Search code examples
pythonwindowsescapingglobbackslash

Why is glob ignoring some directories?


I'm trying to find all *.txt files in a directory with glob(). In some cases, glob.glob('some\path\*.txt') gives an empty string, despite existing files in the given directories. This is especially true, if path is all lower-case or numeric.

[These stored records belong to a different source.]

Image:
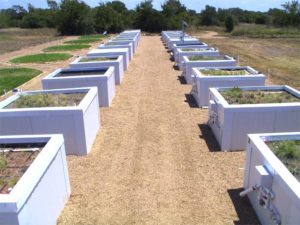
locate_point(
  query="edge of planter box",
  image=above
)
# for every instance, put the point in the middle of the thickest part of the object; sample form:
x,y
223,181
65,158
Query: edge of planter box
x,y
14,201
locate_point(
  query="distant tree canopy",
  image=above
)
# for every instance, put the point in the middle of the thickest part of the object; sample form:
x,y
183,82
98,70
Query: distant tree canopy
x,y
76,17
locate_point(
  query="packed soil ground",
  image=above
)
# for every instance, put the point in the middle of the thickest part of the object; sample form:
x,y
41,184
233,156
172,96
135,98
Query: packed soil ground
x,y
155,161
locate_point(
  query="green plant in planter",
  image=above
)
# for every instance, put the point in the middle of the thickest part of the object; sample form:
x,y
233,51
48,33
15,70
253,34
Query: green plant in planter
x,y
202,58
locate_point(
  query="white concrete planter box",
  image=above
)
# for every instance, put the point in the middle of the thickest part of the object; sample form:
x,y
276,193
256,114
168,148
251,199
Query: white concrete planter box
x,y
202,83
79,124
101,77
178,56
187,40
41,193
113,52
124,42
117,45
231,123
116,62
188,65
175,47
266,172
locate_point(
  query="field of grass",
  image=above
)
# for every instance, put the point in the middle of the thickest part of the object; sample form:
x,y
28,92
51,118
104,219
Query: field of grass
x,y
41,58
13,39
82,41
57,48
11,78
279,56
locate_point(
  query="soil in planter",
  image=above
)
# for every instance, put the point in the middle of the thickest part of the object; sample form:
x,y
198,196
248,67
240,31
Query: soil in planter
x,y
72,73
204,58
47,100
97,59
289,153
238,96
14,161
224,72
194,49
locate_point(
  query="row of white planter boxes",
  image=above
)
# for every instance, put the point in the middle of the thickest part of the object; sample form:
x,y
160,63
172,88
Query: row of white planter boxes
x,y
273,159
44,134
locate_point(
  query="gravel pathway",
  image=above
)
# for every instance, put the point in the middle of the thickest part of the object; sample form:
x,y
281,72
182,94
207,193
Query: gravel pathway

As a minimal example I have two folders a and A on my C: drive both holding one Test.txt file.

import glob
files1 = glob.glob('C:\a\*.txt')
files2 = glob.glob('C:\A\*.txt')

yields

files1 = []
files2 = ['C:\\A\\Test.txt']

If this is by design, is there any other directory name, that leads to such unexpected behaviour?

(I'm working on win 7, with Python 2.7.10 (32bit))

EDIT: (2019) Added an answer for Python 3 using pathlib.


Solution

  • The problem is that \a has a special meaning in string literals (bell char).

    Just double backslashes when inserting paths in string literals (i.e. use "C:\\a\\*.txt").

    Python is different from C because when you use backslash with a character that doesn't have a special meaning (e.g. "\s") Python keeps both the backslash and the letter (in C instead you would get just the "s").

    This sometimes hides the issue because things just work anyway even with a single backslash (depending on what is the first letter of the directory name) ...